At the very end, though, came the worst part. I had to stand up and face the judge, and it was just too much. Before he started speaking he hocked a loogie into his hankie—it was just awful. And then he blew his nose into the same hankie! To make it even more disgusting, he didn’t wipe his nose thoroughly, and I spent the whole time staring at his nose, because what the vulgarians of the world sometimes refer to as a, ahem, booger was hanging there, quivering with each word. And you know, he was so inconsiderate he wouldn’t even listen when I said I’d never, ever be able to sleep if I had to have a roommate. And the privacy—there’s none! None at all—how could a decent woman be expected to live under those conditions? But he wouldn’t even let me finish. That disgusting old man just banged his little hammer—he probably thinks he’s a real power in the universe every time he does that—and ignored me.
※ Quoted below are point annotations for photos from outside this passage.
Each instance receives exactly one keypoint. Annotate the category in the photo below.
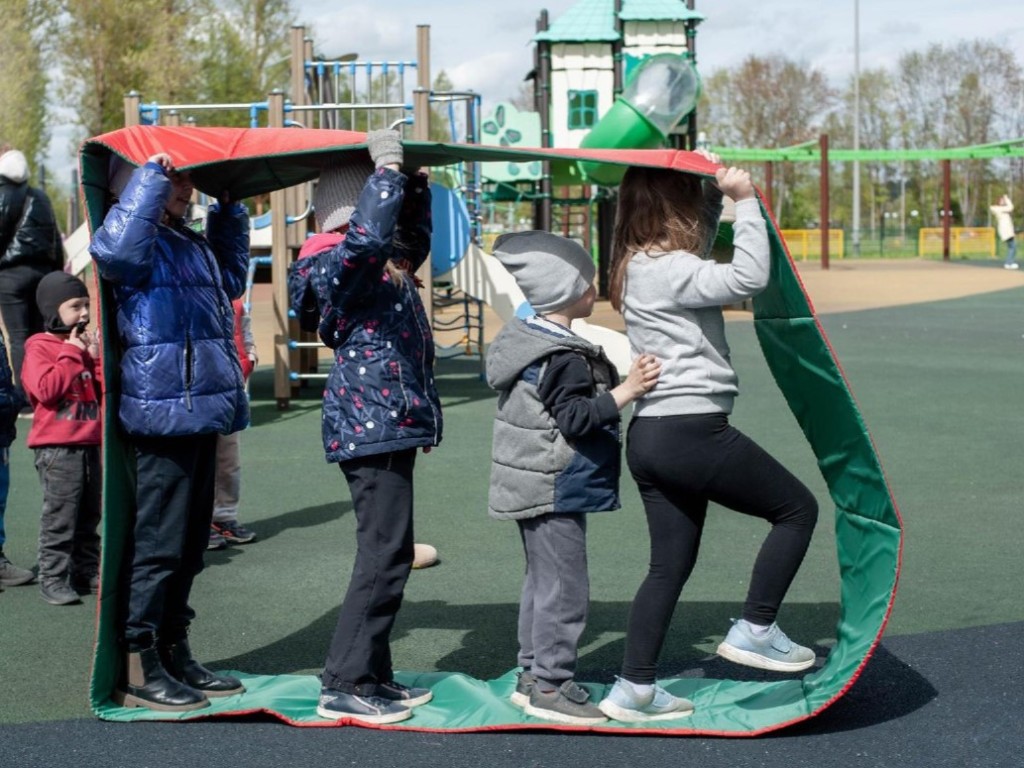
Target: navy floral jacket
(380, 395)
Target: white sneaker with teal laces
(770, 650)
(624, 705)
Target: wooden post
(421, 132)
(132, 101)
(283, 361)
(947, 213)
(823, 142)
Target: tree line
(945, 95)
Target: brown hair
(658, 209)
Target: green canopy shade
(868, 531)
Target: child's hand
(644, 373)
(709, 156)
(734, 182)
(78, 338)
(163, 160)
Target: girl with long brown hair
(681, 449)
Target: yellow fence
(977, 241)
(804, 244)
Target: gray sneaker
(772, 650)
(58, 592)
(624, 705)
(11, 576)
(523, 687)
(568, 704)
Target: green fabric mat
(867, 526)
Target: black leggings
(680, 463)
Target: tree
(246, 50)
(23, 79)
(769, 101)
(108, 48)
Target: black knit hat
(54, 290)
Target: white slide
(481, 275)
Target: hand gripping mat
(868, 531)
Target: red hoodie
(60, 382)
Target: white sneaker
(771, 650)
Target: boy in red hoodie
(59, 378)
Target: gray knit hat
(552, 271)
(338, 192)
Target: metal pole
(421, 132)
(823, 142)
(284, 359)
(947, 214)
(856, 127)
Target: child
(556, 457)
(10, 403)
(180, 386)
(1003, 210)
(225, 527)
(59, 377)
(355, 281)
(681, 450)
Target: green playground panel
(868, 532)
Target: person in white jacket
(1005, 229)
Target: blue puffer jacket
(173, 289)
(380, 394)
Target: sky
(485, 45)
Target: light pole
(856, 127)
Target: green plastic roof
(594, 20)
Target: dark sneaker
(336, 705)
(58, 592)
(770, 650)
(523, 687)
(232, 531)
(404, 695)
(624, 705)
(11, 576)
(568, 704)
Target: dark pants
(18, 309)
(555, 595)
(359, 655)
(680, 464)
(174, 506)
(69, 542)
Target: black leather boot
(147, 684)
(179, 663)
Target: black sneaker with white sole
(568, 704)
(394, 691)
(336, 705)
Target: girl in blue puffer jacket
(180, 386)
(355, 282)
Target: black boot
(147, 684)
(179, 663)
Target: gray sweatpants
(555, 595)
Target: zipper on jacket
(427, 375)
(188, 370)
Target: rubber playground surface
(932, 353)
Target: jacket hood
(518, 345)
(13, 166)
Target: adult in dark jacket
(180, 387)
(30, 249)
(380, 403)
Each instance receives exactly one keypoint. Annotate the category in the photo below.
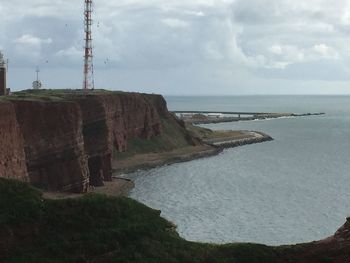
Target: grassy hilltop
(97, 228)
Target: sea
(293, 189)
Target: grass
(97, 228)
(52, 94)
(172, 137)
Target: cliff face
(12, 157)
(53, 144)
(67, 144)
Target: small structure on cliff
(37, 83)
(3, 71)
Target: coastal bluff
(65, 140)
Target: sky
(182, 47)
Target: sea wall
(67, 143)
(12, 156)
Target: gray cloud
(183, 47)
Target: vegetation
(97, 228)
(172, 137)
(52, 94)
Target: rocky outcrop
(67, 143)
(53, 144)
(12, 157)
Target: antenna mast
(88, 82)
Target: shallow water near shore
(291, 190)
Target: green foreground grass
(97, 228)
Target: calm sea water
(291, 190)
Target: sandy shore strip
(118, 187)
(213, 146)
(152, 160)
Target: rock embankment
(64, 140)
(249, 137)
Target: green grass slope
(97, 228)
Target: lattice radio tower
(89, 82)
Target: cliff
(66, 140)
(12, 157)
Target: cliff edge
(64, 140)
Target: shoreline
(200, 118)
(121, 186)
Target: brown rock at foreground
(67, 143)
(12, 157)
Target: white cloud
(270, 36)
(326, 51)
(174, 23)
(28, 39)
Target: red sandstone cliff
(12, 157)
(67, 144)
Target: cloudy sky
(183, 47)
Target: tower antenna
(89, 82)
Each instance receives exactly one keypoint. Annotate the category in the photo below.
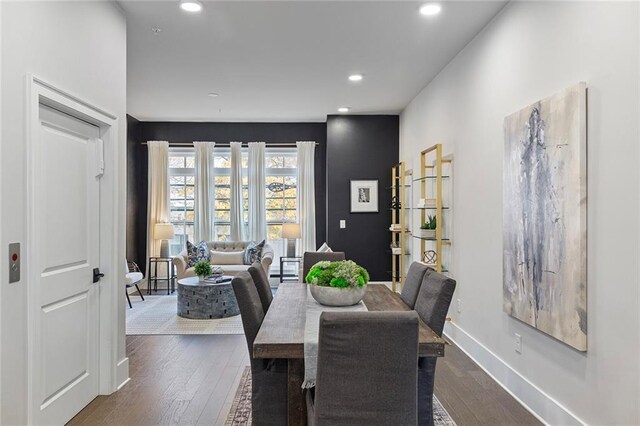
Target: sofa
(228, 260)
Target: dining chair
(268, 376)
(366, 370)
(132, 278)
(310, 258)
(432, 304)
(412, 283)
(261, 280)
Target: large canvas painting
(544, 217)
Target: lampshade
(163, 231)
(291, 230)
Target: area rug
(157, 315)
(240, 413)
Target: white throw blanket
(311, 333)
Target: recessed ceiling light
(191, 5)
(430, 9)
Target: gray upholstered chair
(310, 258)
(412, 283)
(261, 280)
(434, 298)
(268, 376)
(366, 371)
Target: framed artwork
(544, 216)
(364, 196)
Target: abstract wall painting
(545, 216)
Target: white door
(64, 302)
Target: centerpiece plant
(340, 283)
(202, 269)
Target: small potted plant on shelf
(341, 283)
(428, 229)
(202, 270)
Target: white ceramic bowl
(333, 296)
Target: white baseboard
(122, 373)
(535, 400)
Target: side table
(170, 278)
(290, 277)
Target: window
(280, 194)
(222, 192)
(181, 196)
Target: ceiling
(286, 60)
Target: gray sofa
(180, 261)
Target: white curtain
(307, 195)
(257, 210)
(237, 223)
(204, 206)
(158, 193)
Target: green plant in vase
(341, 283)
(428, 229)
(202, 269)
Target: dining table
(281, 335)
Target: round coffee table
(206, 300)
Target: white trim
(111, 244)
(122, 373)
(2, 242)
(546, 409)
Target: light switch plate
(14, 262)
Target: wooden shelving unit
(431, 179)
(399, 227)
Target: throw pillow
(227, 257)
(197, 253)
(253, 252)
(324, 248)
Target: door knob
(97, 275)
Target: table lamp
(291, 231)
(164, 232)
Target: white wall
(80, 47)
(529, 51)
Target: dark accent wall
(136, 194)
(361, 147)
(269, 133)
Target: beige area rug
(240, 413)
(157, 315)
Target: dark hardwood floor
(472, 397)
(192, 379)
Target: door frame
(112, 373)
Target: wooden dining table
(282, 336)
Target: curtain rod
(227, 145)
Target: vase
(335, 296)
(428, 233)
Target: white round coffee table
(206, 300)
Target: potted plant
(202, 269)
(341, 283)
(428, 229)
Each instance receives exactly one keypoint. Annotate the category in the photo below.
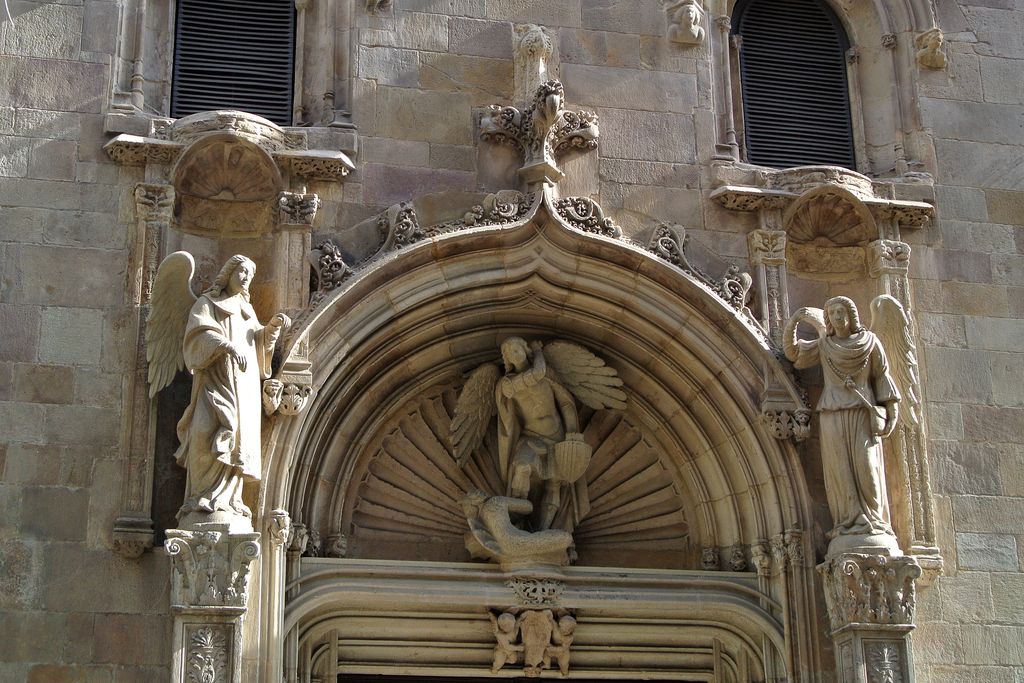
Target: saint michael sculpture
(218, 338)
(542, 455)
And—well, they only have themselves to blame. I told them it wouldn’t work. The Queen of Sheba may have been a titterer and a tepid sneezer in the daytime—that was bad enough—but at night she showed her true, crude self. She snored. Every cliché you’ve ever heard about snorers, that was what I had to put up with, every night. Eardrum-shattering, paint-peeling snorts, all night long. Even worse than George. I asked for a transfer, but nobody listened to me. They said I couldn’t be fussy in my situation. “Fussy”? Me? I was asking only for some human consideration. And the Queen herself—when I asked her to sleep on her side, to keep her snoring at a minimum, she was aghast. She had the nerve to say she couldn’t possibly snore, her husband had never complained. Hah! As if he would—he probably snored even worse than she did. He was probably one of those insensitive boors who can sleep through an earthquake.
What could I do in that situation? Needless to say, they wouldn’t let me have my .22—I didn’t even bother to ask. But, you know, it’s easy enough to sharpen a hard, plastic toothbrush. You just have to rub it against an iron bedframe for a while. It takes some patience, but what else is there to do in the middle of the night, when the person above you sounds like a human chain saw? In fact, it took several weeks, but it was worth it. I didn’t even pay any attention to the blood dripping down the wall. I knew they’d make me clean it up in the morning, but that was a small price to pay for a good night’s sleep.
But things just don’t get better, not for long anyway. Tonight I asked for lobster for dinner, and you know what they gave me? That fake stuff, that’s made from soybeans or something. I was simply disgusted. And they actually handcuffed me to this gurney, as if I’d try to run away. And you know, they still won’t listen. The people on the other side of the window—they think they can fool me, but I know it’s not a mirror, and I know there are people sitting there, watching, like ghouls, probably chewing gum and spitting. And the way they’ve set it up, probably those disgusting slobs can see right up my skirt. Can you imagine? I asked them, nicely, to turn me sideways, but I might as well not have wasted my breath. And worst of all, I told them I can’t stand needles. I told them, very politely. But would they listen? Sheesh--. People are disgusting.